ANY.RUN has observed a sustained surge in a credential-phishing campaign active since 2024. This campaign, dubbed BlobPhish, introduces a sneaky twist: instead of delivering phishing pages via traditional HTTP requests, it generates them directly inside the victim’s browser using blob objects. The result is a phishing payload that lives entirely in memory, leaving little to no trace in logs, caches, or network telemetry. 

The campaign targets credentials across multiple platforms, including Microsoft 365, banking services, and webmail portals, making it both widespread and high-impact. 

Key Takeaways 

  • Memory-resident evasion: BlobPhish loads entire phishing pages as in-browser blob objects, bypassing file-based and network-based detection entirely. 
  • Broad targeting: The campaign hits Microsoft 365 alongside major U.S. banks (Chase, Capital One, FDIC, E*TRADE, Schwab) and webmail services. 
  • Persistent and active: First observed in October 2024, the operation continues uninterrupted as of April 2026 with a major spike in February 2026. 
  • Compromised infrastructure: Attackers routinely abuse legitimate WordPress sites and reuse exfiltration endpoints (res.php, tele.php, panel.php). 
  • High-value credential theft: Stolen accounts enable BEC, data exfiltration, and lateral movement — threats that carry multimillion-dollar consequences. 
  • Global but finance-focused: One-third of victims are in the U.S.; phishing pages almost exclusively mimic premium financial and Microsoft services regardless of victim industry. 
  • ANY.RUN delivers proactive defense: Sandbox instantly reveals blob behavior in real browsers, while TI Lookup and TI Feeds provide real-time IOCs and YARA rules for automated blocking and hunting, turning reactive security into prevention. 

How BlobPhish works 

The attack is based on the abuse of browser Blob objects to serve fake authentication forms.
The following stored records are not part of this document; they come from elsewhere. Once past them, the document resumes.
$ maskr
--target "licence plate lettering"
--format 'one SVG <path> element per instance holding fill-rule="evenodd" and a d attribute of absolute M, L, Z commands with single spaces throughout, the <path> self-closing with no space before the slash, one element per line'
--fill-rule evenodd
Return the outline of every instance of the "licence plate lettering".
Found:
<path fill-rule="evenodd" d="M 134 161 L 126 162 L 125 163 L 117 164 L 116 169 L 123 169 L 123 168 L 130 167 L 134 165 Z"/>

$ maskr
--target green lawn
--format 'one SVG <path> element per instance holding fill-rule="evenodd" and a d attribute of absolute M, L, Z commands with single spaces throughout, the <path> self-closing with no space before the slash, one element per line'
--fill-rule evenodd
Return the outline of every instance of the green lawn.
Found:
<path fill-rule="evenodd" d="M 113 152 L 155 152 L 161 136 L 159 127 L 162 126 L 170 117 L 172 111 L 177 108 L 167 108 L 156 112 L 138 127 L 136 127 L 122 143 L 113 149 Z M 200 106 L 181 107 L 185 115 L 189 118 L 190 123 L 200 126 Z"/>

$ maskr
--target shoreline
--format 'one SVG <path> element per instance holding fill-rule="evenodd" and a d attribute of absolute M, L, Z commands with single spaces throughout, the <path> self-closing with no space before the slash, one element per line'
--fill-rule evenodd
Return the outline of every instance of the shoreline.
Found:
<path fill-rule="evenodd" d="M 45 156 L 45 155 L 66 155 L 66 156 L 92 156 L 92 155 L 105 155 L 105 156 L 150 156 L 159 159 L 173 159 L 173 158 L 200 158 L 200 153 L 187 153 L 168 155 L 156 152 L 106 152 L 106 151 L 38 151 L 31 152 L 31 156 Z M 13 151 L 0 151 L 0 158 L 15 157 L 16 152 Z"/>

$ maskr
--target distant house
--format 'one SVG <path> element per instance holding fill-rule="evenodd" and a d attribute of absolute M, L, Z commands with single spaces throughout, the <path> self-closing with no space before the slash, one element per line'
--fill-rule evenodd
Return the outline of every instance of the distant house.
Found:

A JavaScript loader, fetched from an attacker-controlled page, constructs a Blob from a Base64-encoded payload and loads it directly into browser memory — never touching disk and never generating the traditional HTTP requests that security tools rely on to detect phishing. 

Phishing pseudo-MS365 page loaded as a blob object 

Targeted services include: Microsoft 365, OneDrive, SharePoint, Chase, FDIC, Capital One, E*Trade, American Express, Charles Schwab, Merrill Lynch, PayPal, Intuit, and others.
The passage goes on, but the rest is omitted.